At a time where staying connected is more important than ever, House of Solo has launched ‘Party of One’, a series providing intimate insight into how your favourite artists are dealing with isolation and what we can expect from them during lockdown.
This week’s hero is London-based singer-songwriter Lucy May Walker. Known for injecting wit and warmth into her tracks, she has her new EP out today entitled: Bad Day. We caught up with her over email to discuss the perils of supermarket self-checkout, homemade granola and her future plans for getting down the pub.
How are you getting on? Now there seems to be a light at the end of the isolation tunnel, how has the time been for you?
Hey! I’m actually doing pretty well, thank you. I have loads of projects to do with my upcoming EP, I think I would have gone a little bit insane if I hadn’t stayed so busy.
Where are you isolating?
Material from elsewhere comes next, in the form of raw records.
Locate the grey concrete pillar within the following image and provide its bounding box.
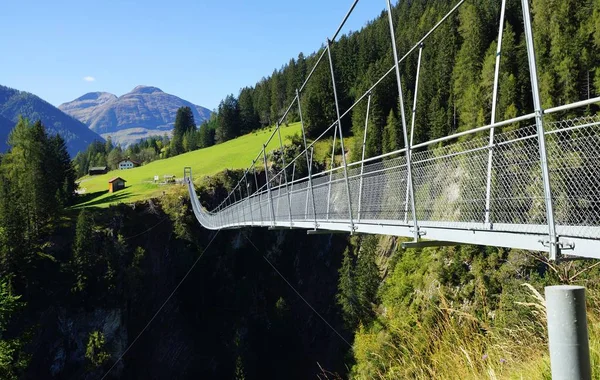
[546,285,592,380]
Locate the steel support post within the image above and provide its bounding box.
[386,0,419,241]
[404,43,423,223]
[296,89,317,228]
[263,144,275,225]
[273,174,281,218]
[546,285,592,380]
[356,92,371,222]
[238,186,246,224]
[485,0,506,230]
[327,39,354,233]
[244,170,254,225]
[252,168,263,223]
[277,124,294,227]
[327,119,337,220]
[304,146,318,221]
[290,161,296,222]
[520,0,560,260]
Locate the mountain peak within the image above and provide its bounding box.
[60,86,210,146]
[74,92,117,101]
[130,85,163,94]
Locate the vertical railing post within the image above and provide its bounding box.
[484,0,506,230]
[327,39,354,233]
[244,170,254,225]
[277,123,294,227]
[521,0,559,260]
[357,92,371,222]
[296,89,318,229]
[252,168,263,225]
[290,161,296,220]
[404,43,423,223]
[238,185,246,224]
[545,285,592,380]
[263,144,275,225]
[387,0,420,241]
[304,146,317,221]
[327,124,337,220]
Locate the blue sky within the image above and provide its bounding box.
[0,0,386,109]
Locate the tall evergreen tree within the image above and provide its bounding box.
[170,106,196,156]
[215,94,240,143]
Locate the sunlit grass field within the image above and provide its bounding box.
[74,123,301,207]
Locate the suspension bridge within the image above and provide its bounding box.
[184,0,600,260]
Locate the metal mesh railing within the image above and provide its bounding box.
[186,0,600,258]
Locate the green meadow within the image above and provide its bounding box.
[74,123,301,207]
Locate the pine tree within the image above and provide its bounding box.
[337,248,360,328]
[73,209,98,292]
[170,106,196,156]
[215,95,240,143]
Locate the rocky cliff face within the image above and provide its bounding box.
[59,86,210,145]
[0,86,102,157]
[26,199,351,379]
[59,92,117,124]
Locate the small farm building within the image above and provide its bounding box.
[88,166,108,175]
[108,177,127,193]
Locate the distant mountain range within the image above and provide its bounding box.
[0,86,104,157]
[58,86,211,146]
[0,116,15,153]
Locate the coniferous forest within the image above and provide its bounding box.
[0,0,600,379]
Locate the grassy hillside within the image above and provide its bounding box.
[76,123,300,207]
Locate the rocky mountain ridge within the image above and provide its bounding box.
[59,85,211,146]
[0,85,103,157]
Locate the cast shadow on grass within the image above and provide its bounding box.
[72,186,131,209]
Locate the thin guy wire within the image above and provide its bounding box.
[244,235,352,348]
[102,229,221,379]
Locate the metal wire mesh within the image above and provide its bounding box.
[192,115,600,243]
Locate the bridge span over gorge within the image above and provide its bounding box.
[184,0,600,260]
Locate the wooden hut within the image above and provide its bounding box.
[108,177,127,193]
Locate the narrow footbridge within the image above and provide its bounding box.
[184,0,600,260]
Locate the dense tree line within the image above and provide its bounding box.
[73,107,216,177]
[0,118,76,378]
[203,0,600,158]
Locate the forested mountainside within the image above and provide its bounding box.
[0,121,600,379]
[0,0,600,380]
[0,85,104,157]
[0,116,15,152]
[207,0,600,156]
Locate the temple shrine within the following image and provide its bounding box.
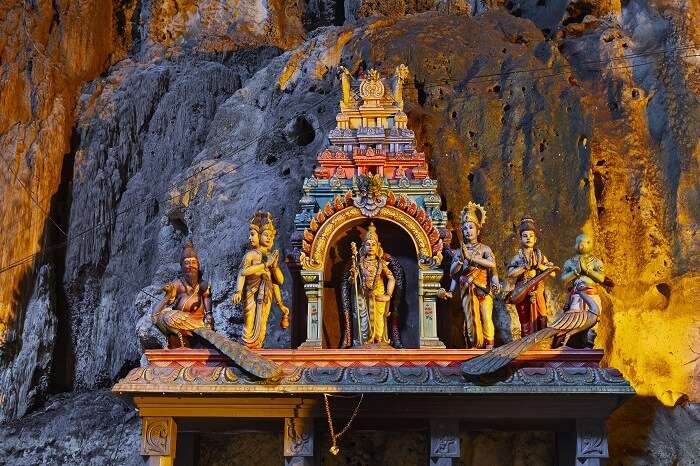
[113,65,634,465]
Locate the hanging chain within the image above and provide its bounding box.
[323,393,365,455]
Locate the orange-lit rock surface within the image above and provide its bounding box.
[0,0,700,464]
Describe your favourite room in your space and why you chose that room?
I actually moved house around the start of lockdown from living with my aunty and uncle into a flat share in North London, sharing with five others. We have an open plan kitchen/lounge area which I love because it’s where everyone congregates making food at night. In the day time it’s really calm so it’s where I’ve set up my little merch shop, packing orders for my Kickstarter Campaigners – it’s my little bit of calm with the nicest views overlooking the city.
I love your track ‘Bad Day’ especially your lyric ‘when you use self-checkout I hope your items don’t go through’. What’s been your worst day recently?
Haha, thank you – so annoying when that happens, isn’t it?! That “unexpected item in baggage” message haunts me. On the whole I haven’t had too many bad days, but I did a food shop last week that got me down. It was really stressful because it seems a lot of people have stopped caring about the 2m distance rule once they get in the shop.
I laughed out loud listening to a few of your lyrics, what have you been doing to keep your spirits up?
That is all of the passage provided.